Sunday, September 25, 2011

  • Sunday, September 25, 2011
  • Elder of Ziyon
From JTA:
A California jury found 10 Muslim students guilty of misdemeanors for disrupting a 2010 campus speech by Israel's ambassador to the United States.

In an incident that drew national attention, 11 Muslim students stood one by one and interrupted a February 2010 speech by Ambassador Michael Oren at the University of California, Irvine. Oren twice walked off the stage as students shouted "mass murderer!" and "war criminal!" before they were hauled out of the room by campus police. A planned Q&A session after the address was dropped.

The Orange County jury on Aug. 23 found 10 of the students guilty of two misdemeanor charges for conspiring to disrupt and then disrupting the speech. Charges against an eleventh student were dropped last month.

The 10 students were sentenced by Superior Court Judge Peter Wilson to 56 hours of community service and three years of probation, though the probation will be reduced to one year if the defendants complete their community service by Jan. 31 of next year.

According to The Orange County Register, Wilson said that jail time was not warranted because the students were "motivated by their beliefs and did not disrupt for the sake of disrupting."

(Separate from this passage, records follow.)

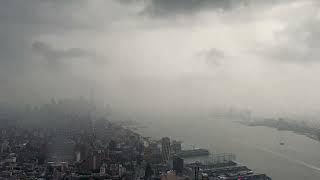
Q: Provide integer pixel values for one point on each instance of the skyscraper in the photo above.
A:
(165, 149)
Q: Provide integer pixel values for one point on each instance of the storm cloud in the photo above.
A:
(163, 54)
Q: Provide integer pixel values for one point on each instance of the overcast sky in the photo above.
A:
(163, 54)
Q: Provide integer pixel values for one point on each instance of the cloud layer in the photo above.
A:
(163, 53)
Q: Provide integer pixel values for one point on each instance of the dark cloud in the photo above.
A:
(58, 57)
(187, 7)
(298, 42)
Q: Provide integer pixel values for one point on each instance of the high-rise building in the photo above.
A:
(177, 164)
(165, 142)
(176, 147)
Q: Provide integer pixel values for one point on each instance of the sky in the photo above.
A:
(158, 55)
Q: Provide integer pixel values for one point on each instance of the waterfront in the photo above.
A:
(256, 147)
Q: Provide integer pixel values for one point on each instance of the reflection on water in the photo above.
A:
(256, 147)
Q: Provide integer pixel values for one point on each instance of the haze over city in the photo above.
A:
(155, 55)
(160, 89)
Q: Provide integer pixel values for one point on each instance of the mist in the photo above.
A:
(163, 56)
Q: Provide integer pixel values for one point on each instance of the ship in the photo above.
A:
(194, 152)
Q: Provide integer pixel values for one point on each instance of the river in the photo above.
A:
(256, 147)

The Muslim Student Union at UC Irvine, which organized the heckling, was suspended for a year by the school for violating its code of conduct, but four months later the suspension was changed to probation on appeal.
The Volokh Conspiracy discusses the case:
The relevant statute, Cal. Penal Code § 403, says: “Every person who, without authority of law, willfully disturbs or breaks up any assembly or meeting that is not unlawful in its character ... is guilty of a misdemeanor.” In re Kay (1970) held that, to be convicted under the statute, the prosecution must show “that the defendant [1] substantially impaired the conduct of the meeting by intentionally committing acts [2] in violation of implicit customs or usages or of explicit rules for governance of the meeting, of which he knew, or as a reasonable man should have known,” and [3] “the defendant’s activity itself — and not the content of the activity’s expression — substantially impairs the effective conduct of a meeting.”